Gallagher claims Allegiant is now the lowest-cost carrier in the USA. Allegiant’s cost per available seat mile excluding fuel is 4.2 cents, which is at least 20% lower than all other US low-cost carriers according to Gallagher. JetBlue’s unit cost excluding fuel is 5.2 cents, followed by 6.1 cents at Frontier, 6.5 cents at Southwest and 7 cents at AirTran.
To achieve the lowest costs possible, Gallagher has made several bold moves including shutting down Allegiant’s toll free call centre. This has helped drive up web bookings, which now account for 86% of all bookings. Allegiant has only one aircraft type and Gallagher says he will only fly to airports offering permanent low costs – not temporary incentives or revenue guarantees.

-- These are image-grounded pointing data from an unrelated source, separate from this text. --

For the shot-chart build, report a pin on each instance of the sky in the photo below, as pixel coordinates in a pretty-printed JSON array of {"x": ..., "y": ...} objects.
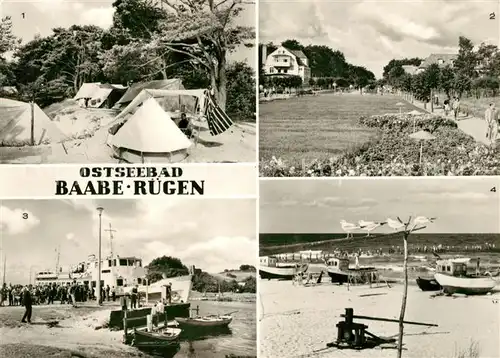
[
  {"x": 43, "y": 15},
  {"x": 372, "y": 32},
  {"x": 461, "y": 205},
  {"x": 212, "y": 234}
]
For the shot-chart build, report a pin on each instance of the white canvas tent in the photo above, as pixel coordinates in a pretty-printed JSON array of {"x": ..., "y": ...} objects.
[
  {"x": 15, "y": 124},
  {"x": 196, "y": 95},
  {"x": 150, "y": 135}
]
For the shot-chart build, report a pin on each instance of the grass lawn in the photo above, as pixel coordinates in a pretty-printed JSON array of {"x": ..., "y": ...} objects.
[{"x": 303, "y": 129}]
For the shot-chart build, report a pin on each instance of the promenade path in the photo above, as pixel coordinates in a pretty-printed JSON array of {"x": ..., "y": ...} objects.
[{"x": 473, "y": 126}]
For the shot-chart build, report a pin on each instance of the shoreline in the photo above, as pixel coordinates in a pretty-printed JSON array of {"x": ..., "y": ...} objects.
[{"x": 298, "y": 321}]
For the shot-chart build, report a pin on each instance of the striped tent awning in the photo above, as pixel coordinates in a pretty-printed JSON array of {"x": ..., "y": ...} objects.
[{"x": 218, "y": 120}]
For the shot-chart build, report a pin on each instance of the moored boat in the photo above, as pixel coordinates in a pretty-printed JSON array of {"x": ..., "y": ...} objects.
[
  {"x": 428, "y": 284},
  {"x": 164, "y": 337},
  {"x": 452, "y": 275},
  {"x": 212, "y": 321},
  {"x": 339, "y": 271},
  {"x": 270, "y": 268}
]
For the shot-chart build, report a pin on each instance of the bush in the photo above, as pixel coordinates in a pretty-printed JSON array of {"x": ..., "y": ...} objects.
[{"x": 395, "y": 154}]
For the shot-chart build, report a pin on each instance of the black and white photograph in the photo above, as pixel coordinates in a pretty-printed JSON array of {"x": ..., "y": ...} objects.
[
  {"x": 127, "y": 81},
  {"x": 379, "y": 88},
  {"x": 379, "y": 268},
  {"x": 128, "y": 278}
]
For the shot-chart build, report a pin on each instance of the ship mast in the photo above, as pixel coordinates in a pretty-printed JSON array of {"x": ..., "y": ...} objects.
[
  {"x": 57, "y": 259},
  {"x": 111, "y": 231}
]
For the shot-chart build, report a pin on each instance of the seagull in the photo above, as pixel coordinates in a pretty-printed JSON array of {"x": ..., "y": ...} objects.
[
  {"x": 348, "y": 227},
  {"x": 422, "y": 220},
  {"x": 369, "y": 226},
  {"x": 395, "y": 224}
]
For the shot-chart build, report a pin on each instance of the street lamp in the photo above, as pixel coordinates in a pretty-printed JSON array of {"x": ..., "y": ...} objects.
[{"x": 98, "y": 285}]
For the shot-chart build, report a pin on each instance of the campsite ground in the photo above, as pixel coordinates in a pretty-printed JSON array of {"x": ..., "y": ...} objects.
[
  {"x": 87, "y": 141},
  {"x": 303, "y": 129}
]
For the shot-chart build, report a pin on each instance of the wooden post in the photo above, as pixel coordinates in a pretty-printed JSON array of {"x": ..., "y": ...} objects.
[
  {"x": 33, "y": 121},
  {"x": 432, "y": 101},
  {"x": 149, "y": 323},
  {"x": 405, "y": 291}
]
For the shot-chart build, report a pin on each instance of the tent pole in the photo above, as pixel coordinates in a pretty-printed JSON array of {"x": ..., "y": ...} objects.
[{"x": 33, "y": 121}]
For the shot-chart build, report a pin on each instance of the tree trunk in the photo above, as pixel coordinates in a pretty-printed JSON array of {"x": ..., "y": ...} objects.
[{"x": 405, "y": 293}]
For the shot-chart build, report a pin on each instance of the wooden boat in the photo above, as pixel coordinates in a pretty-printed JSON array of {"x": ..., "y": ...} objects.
[
  {"x": 161, "y": 338},
  {"x": 213, "y": 321},
  {"x": 467, "y": 285},
  {"x": 339, "y": 271},
  {"x": 270, "y": 268},
  {"x": 428, "y": 284},
  {"x": 452, "y": 275}
]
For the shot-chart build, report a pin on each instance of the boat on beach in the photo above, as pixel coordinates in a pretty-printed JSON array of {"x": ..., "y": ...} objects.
[
  {"x": 428, "y": 284},
  {"x": 270, "y": 268},
  {"x": 211, "y": 321},
  {"x": 161, "y": 338},
  {"x": 453, "y": 276},
  {"x": 339, "y": 271}
]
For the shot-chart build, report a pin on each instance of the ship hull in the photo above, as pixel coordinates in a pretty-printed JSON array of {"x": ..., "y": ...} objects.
[
  {"x": 465, "y": 285},
  {"x": 360, "y": 275},
  {"x": 279, "y": 273}
]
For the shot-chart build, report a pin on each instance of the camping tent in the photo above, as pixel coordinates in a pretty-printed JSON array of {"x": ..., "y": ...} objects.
[
  {"x": 150, "y": 135},
  {"x": 199, "y": 102},
  {"x": 136, "y": 88},
  {"x": 100, "y": 95},
  {"x": 15, "y": 124},
  {"x": 169, "y": 100}
]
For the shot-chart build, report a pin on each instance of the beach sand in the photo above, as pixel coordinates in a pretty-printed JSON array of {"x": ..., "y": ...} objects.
[
  {"x": 298, "y": 321},
  {"x": 76, "y": 334}
]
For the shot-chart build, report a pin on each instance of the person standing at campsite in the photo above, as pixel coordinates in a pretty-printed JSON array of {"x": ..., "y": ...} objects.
[
  {"x": 133, "y": 298},
  {"x": 446, "y": 106},
  {"x": 72, "y": 292},
  {"x": 491, "y": 117},
  {"x": 456, "y": 107},
  {"x": 27, "y": 302}
]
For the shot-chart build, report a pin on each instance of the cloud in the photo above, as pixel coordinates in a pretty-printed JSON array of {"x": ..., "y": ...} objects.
[
  {"x": 371, "y": 33},
  {"x": 17, "y": 221},
  {"x": 213, "y": 255}
]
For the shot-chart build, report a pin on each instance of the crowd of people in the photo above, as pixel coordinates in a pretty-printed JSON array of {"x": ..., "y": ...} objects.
[{"x": 386, "y": 251}]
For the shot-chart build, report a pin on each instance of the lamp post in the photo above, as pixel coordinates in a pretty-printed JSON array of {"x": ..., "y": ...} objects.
[{"x": 98, "y": 284}]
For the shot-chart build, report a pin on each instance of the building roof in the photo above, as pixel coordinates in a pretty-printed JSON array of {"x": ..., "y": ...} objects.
[{"x": 435, "y": 57}]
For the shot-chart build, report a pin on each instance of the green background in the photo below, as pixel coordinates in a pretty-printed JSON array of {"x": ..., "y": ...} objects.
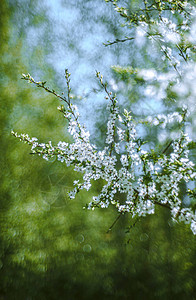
[{"x": 50, "y": 248}]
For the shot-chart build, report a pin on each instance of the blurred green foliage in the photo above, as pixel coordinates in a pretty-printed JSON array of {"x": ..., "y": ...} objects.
[{"x": 50, "y": 248}]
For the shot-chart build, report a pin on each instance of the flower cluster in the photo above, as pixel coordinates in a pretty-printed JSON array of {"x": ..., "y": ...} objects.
[{"x": 146, "y": 178}]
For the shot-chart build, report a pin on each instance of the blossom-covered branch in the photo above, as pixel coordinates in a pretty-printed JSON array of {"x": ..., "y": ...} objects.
[{"x": 146, "y": 178}]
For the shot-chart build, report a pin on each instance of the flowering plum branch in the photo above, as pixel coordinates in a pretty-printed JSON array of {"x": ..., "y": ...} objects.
[
  {"x": 127, "y": 164},
  {"x": 147, "y": 178}
]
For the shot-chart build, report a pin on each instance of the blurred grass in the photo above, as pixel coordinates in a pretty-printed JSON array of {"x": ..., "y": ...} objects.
[{"x": 50, "y": 248}]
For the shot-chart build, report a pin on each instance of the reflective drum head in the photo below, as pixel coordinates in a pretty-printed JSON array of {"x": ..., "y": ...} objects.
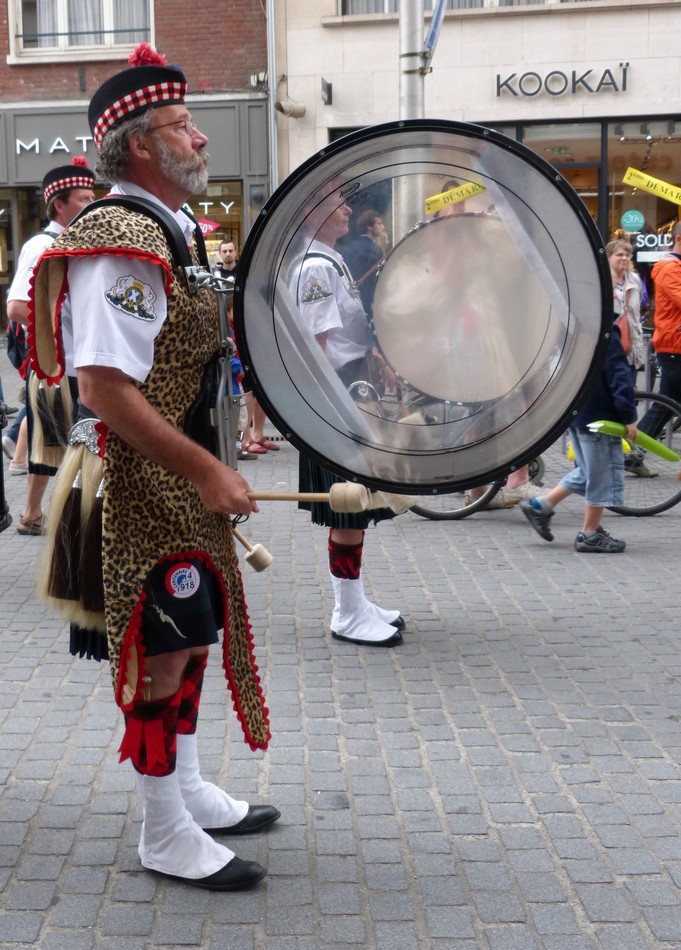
[{"x": 482, "y": 327}]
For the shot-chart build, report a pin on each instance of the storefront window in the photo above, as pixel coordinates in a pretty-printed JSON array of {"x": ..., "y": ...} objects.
[
  {"x": 219, "y": 211},
  {"x": 575, "y": 150},
  {"x": 642, "y": 216},
  {"x": 102, "y": 24}
]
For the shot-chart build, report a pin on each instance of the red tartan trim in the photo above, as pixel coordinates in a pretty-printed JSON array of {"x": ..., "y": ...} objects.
[
  {"x": 249, "y": 633},
  {"x": 156, "y": 94},
  {"x": 130, "y": 253},
  {"x": 132, "y": 638},
  {"x": 69, "y": 181}
]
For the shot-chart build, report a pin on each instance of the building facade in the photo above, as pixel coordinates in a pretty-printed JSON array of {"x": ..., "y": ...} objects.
[
  {"x": 593, "y": 86},
  {"x": 54, "y": 55}
]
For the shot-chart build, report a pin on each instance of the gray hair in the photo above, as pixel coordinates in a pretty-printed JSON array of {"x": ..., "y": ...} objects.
[{"x": 113, "y": 158}]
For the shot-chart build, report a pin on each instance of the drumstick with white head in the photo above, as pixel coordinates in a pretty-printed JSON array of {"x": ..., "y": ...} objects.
[
  {"x": 258, "y": 557},
  {"x": 345, "y": 497}
]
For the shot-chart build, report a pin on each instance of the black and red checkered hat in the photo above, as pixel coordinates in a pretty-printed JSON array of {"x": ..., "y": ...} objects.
[
  {"x": 76, "y": 175},
  {"x": 147, "y": 84}
]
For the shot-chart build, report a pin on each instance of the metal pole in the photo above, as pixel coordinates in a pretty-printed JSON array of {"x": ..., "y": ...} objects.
[
  {"x": 408, "y": 190},
  {"x": 272, "y": 97},
  {"x": 411, "y": 47}
]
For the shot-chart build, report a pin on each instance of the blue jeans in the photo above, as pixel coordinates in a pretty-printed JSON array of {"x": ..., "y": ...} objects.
[
  {"x": 657, "y": 416},
  {"x": 598, "y": 474}
]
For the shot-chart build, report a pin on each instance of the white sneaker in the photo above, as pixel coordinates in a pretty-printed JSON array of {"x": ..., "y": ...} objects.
[
  {"x": 508, "y": 497},
  {"x": 9, "y": 446}
]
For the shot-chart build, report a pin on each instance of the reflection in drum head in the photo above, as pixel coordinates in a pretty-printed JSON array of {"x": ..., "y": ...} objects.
[
  {"x": 458, "y": 312},
  {"x": 493, "y": 319}
]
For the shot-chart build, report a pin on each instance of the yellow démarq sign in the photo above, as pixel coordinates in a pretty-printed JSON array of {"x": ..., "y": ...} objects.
[
  {"x": 452, "y": 197},
  {"x": 656, "y": 187}
]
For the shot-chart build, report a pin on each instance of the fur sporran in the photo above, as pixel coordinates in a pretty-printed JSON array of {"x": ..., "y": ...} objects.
[
  {"x": 52, "y": 408},
  {"x": 71, "y": 576}
]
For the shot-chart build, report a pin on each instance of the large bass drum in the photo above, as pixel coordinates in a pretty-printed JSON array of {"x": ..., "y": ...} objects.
[{"x": 494, "y": 319}]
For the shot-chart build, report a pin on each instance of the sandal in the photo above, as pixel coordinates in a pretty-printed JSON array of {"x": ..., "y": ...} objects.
[
  {"x": 254, "y": 447},
  {"x": 34, "y": 527},
  {"x": 267, "y": 444}
]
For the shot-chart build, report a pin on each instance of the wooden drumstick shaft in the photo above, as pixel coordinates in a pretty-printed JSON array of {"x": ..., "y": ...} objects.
[
  {"x": 288, "y": 496},
  {"x": 344, "y": 496}
]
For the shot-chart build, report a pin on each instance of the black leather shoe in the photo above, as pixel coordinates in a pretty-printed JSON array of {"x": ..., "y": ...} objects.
[
  {"x": 256, "y": 818},
  {"x": 234, "y": 876},
  {"x": 390, "y": 642}
]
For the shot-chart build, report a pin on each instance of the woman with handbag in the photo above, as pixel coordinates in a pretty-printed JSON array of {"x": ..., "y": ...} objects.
[{"x": 627, "y": 301}]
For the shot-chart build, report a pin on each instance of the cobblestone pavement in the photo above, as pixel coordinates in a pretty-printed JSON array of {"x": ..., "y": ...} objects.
[{"x": 509, "y": 777}]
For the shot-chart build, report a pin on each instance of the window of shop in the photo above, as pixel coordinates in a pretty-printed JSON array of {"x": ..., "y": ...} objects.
[
  {"x": 652, "y": 147},
  {"x": 220, "y": 213},
  {"x": 574, "y": 148},
  {"x": 350, "y": 7},
  {"x": 42, "y": 28}
]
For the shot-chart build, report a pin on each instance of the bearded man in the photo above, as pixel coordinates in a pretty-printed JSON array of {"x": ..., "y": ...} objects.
[{"x": 139, "y": 338}]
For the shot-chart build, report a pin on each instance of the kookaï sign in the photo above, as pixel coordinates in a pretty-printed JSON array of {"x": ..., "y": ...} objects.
[{"x": 559, "y": 83}]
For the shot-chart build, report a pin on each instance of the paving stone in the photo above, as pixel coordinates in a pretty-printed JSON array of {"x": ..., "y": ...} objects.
[{"x": 509, "y": 777}]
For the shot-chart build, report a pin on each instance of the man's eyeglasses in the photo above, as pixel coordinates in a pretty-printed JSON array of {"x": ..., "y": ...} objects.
[{"x": 187, "y": 124}]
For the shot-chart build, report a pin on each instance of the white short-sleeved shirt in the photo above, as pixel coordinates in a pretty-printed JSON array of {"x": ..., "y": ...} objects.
[
  {"x": 28, "y": 258},
  {"x": 329, "y": 302},
  {"x": 116, "y": 306}
]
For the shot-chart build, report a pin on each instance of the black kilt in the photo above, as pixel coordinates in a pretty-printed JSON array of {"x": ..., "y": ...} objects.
[{"x": 313, "y": 478}]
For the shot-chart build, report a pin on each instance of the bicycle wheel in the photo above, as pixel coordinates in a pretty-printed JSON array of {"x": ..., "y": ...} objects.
[
  {"x": 650, "y": 496},
  {"x": 452, "y": 506}
]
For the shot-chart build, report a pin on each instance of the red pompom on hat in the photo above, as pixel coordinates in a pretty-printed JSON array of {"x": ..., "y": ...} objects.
[
  {"x": 75, "y": 175},
  {"x": 146, "y": 55},
  {"x": 147, "y": 84}
]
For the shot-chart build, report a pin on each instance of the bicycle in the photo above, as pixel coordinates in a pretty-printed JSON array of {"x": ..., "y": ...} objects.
[
  {"x": 642, "y": 496},
  {"x": 651, "y": 496},
  {"x": 456, "y": 505}
]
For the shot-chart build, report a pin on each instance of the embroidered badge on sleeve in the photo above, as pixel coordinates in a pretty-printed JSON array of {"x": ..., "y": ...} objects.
[
  {"x": 134, "y": 297},
  {"x": 314, "y": 290}
]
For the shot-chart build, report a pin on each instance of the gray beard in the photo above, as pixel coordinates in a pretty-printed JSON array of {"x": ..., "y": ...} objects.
[{"x": 190, "y": 174}]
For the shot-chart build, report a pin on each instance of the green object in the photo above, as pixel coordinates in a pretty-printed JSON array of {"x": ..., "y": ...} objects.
[{"x": 642, "y": 440}]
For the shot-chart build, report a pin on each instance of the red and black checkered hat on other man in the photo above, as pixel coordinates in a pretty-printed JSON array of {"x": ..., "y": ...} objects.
[
  {"x": 76, "y": 175},
  {"x": 149, "y": 83}
]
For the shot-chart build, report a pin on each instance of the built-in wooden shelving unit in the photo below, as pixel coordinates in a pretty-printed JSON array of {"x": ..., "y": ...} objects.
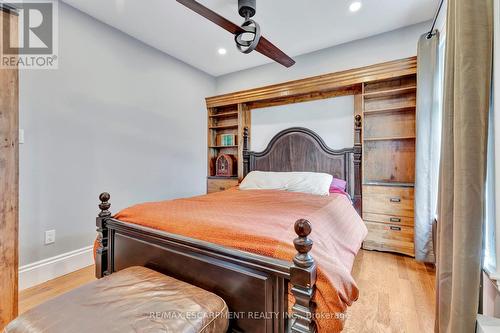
[
  {"x": 228, "y": 119},
  {"x": 389, "y": 137}
]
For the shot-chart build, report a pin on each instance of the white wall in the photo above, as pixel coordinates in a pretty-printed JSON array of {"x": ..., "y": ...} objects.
[
  {"x": 116, "y": 116},
  {"x": 331, "y": 118},
  {"x": 398, "y": 44}
]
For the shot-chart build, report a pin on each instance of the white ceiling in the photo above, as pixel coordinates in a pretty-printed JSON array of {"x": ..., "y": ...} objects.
[{"x": 296, "y": 26}]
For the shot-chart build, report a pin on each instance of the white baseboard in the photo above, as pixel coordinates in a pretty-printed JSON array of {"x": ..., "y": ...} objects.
[
  {"x": 487, "y": 324},
  {"x": 47, "y": 269}
]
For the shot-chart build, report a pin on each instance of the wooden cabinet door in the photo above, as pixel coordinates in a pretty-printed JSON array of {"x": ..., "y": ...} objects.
[{"x": 9, "y": 186}]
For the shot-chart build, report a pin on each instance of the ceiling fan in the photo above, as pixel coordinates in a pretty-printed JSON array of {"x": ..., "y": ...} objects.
[{"x": 247, "y": 36}]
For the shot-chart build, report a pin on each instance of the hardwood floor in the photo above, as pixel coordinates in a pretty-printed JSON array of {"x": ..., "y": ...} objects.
[{"x": 396, "y": 293}]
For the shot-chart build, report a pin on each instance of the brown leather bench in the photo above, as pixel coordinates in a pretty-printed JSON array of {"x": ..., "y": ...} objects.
[{"x": 136, "y": 299}]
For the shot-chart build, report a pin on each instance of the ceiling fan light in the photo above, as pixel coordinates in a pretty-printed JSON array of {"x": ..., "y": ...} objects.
[
  {"x": 250, "y": 29},
  {"x": 355, "y": 6}
]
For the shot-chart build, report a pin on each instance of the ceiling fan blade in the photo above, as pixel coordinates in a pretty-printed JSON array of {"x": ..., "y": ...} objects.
[
  {"x": 211, "y": 15},
  {"x": 270, "y": 50}
]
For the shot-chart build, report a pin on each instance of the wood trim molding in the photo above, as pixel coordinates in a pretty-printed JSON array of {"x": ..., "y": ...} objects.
[
  {"x": 317, "y": 85},
  {"x": 9, "y": 184}
]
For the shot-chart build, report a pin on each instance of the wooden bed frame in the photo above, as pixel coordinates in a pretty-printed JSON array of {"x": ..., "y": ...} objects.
[{"x": 254, "y": 287}]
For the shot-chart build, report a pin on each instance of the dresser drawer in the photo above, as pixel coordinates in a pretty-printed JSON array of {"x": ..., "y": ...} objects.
[
  {"x": 220, "y": 184},
  {"x": 388, "y": 200},
  {"x": 388, "y": 219},
  {"x": 385, "y": 237}
]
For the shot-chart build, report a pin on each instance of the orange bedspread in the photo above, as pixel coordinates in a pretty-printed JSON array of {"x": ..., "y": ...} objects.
[{"x": 262, "y": 222}]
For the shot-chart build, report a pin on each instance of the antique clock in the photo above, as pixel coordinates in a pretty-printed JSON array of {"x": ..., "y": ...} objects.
[{"x": 225, "y": 165}]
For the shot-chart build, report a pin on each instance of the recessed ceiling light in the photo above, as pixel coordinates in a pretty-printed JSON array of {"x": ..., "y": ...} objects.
[{"x": 355, "y": 6}]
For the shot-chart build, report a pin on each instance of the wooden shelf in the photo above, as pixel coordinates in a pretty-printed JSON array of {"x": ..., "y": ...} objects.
[
  {"x": 223, "y": 127},
  {"x": 220, "y": 177},
  {"x": 390, "y": 138},
  {"x": 390, "y": 92},
  {"x": 222, "y": 147},
  {"x": 390, "y": 184},
  {"x": 402, "y": 108},
  {"x": 224, "y": 114}
]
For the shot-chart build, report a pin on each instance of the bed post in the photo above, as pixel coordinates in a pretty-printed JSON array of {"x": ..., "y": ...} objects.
[
  {"x": 101, "y": 252},
  {"x": 246, "y": 155},
  {"x": 303, "y": 280},
  {"x": 358, "y": 123}
]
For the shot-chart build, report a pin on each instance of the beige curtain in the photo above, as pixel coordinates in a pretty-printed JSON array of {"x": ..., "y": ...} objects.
[{"x": 463, "y": 162}]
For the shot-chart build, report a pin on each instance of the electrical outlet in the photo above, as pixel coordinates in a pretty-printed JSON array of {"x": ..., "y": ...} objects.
[
  {"x": 21, "y": 136},
  {"x": 50, "y": 237}
]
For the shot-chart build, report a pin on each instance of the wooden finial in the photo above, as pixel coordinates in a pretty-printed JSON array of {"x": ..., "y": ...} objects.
[
  {"x": 303, "y": 244},
  {"x": 104, "y": 205}
]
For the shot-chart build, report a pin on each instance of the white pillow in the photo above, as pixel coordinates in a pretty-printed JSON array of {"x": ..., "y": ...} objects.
[{"x": 305, "y": 182}]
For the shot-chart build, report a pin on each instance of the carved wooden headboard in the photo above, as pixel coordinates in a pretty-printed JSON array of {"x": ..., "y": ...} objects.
[{"x": 300, "y": 149}]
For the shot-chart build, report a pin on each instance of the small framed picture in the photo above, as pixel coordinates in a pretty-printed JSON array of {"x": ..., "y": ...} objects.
[{"x": 227, "y": 140}]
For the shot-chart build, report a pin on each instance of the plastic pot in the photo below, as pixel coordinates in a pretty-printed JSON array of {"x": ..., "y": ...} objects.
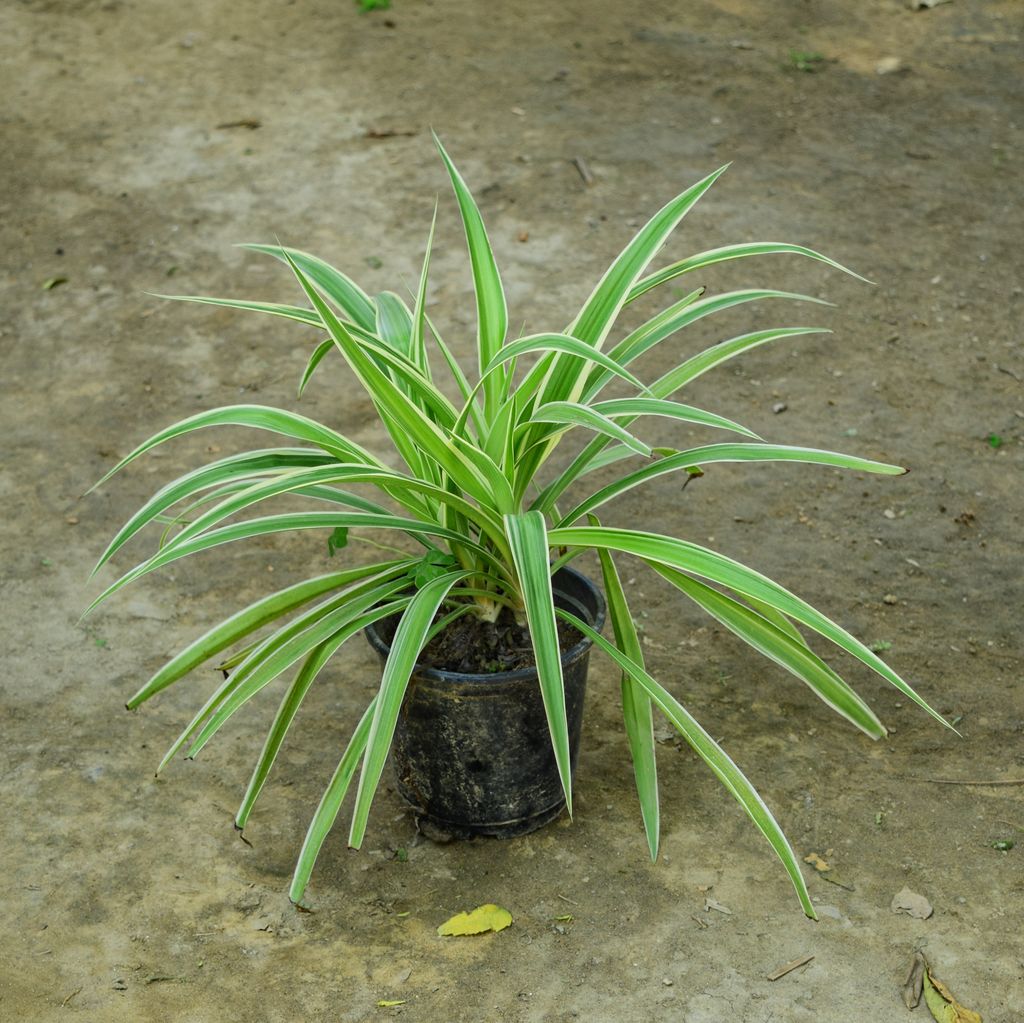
[{"x": 472, "y": 753}]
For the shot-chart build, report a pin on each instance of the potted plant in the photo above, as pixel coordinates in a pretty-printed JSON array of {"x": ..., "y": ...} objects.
[{"x": 489, "y": 529}]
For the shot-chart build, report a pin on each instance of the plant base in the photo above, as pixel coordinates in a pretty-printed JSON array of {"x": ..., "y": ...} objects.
[{"x": 472, "y": 753}]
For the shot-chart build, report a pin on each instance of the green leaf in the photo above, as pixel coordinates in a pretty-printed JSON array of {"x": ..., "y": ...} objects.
[
  {"x": 394, "y": 323},
  {"x": 227, "y": 470},
  {"x": 685, "y": 312},
  {"x": 779, "y": 646},
  {"x": 695, "y": 457},
  {"x": 249, "y": 620},
  {"x": 344, "y": 292},
  {"x": 409, "y": 640},
  {"x": 256, "y": 656},
  {"x": 330, "y": 804},
  {"x": 713, "y": 256},
  {"x": 563, "y": 343},
  {"x": 260, "y": 669},
  {"x": 492, "y": 311},
  {"x": 669, "y": 410},
  {"x": 320, "y": 353},
  {"x": 569, "y": 414},
  {"x": 528, "y": 541},
  {"x": 286, "y": 714},
  {"x": 713, "y": 755},
  {"x": 637, "y": 711},
  {"x": 398, "y": 412},
  {"x": 272, "y": 308},
  {"x": 337, "y": 541},
  {"x": 258, "y": 417},
  {"x": 286, "y": 523},
  {"x": 716, "y": 355},
  {"x": 695, "y": 560},
  {"x": 600, "y": 310},
  {"x": 432, "y": 565}
]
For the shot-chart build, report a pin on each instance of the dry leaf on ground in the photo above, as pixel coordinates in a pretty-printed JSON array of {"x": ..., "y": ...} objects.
[
  {"x": 941, "y": 1004},
  {"x": 914, "y": 980},
  {"x": 481, "y": 920}
]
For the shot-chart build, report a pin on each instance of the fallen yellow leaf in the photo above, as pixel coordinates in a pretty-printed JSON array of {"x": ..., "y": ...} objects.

“This is culture,” he says. “To be a low-fare airline takes 10 minutes. All you need to do is drop the fare to be competitive. To be low cost takes 10 years.”
Gallagher acknowledges fuel costs, which account for 40% of Allegiant's overall costs, are higher than other low-cost carriers because Allegiant does not operate the most economical aircraft type. But this is all part of the strategy because MD-80s are cheap to acquire and Allegiant only utilises them six to eight hours per average day. Allegiant does most of its flying during peak days of the week, such as Fridays and Sundays, and most of its routes are only served two to four times per week.
“We don’t fly on Tuesdays,” he says. “Why? The customer doesn’t want to fly on Tuesday.”
Gallagher says Allegiant will stick with MD-80s and continue to be “an opportunistic buyer” from airlines which are phasing out the type. Allegiant already owns 24 of its 26 MD-80s. “We’ll certainly double our fleet,” Gallagher says.
Allegiant will spend most of its IPO proceeds on buying more MD-80s but don’t expect Gallagher, who insists he is not interested in acquiring other carriers, to spend the money quickly. “It’s just nice to have it in the bank for a while,” he says, adding in 2002 he personally put funds in to keep Allegiant going.
“There’s not many who say they funded an airline personally.”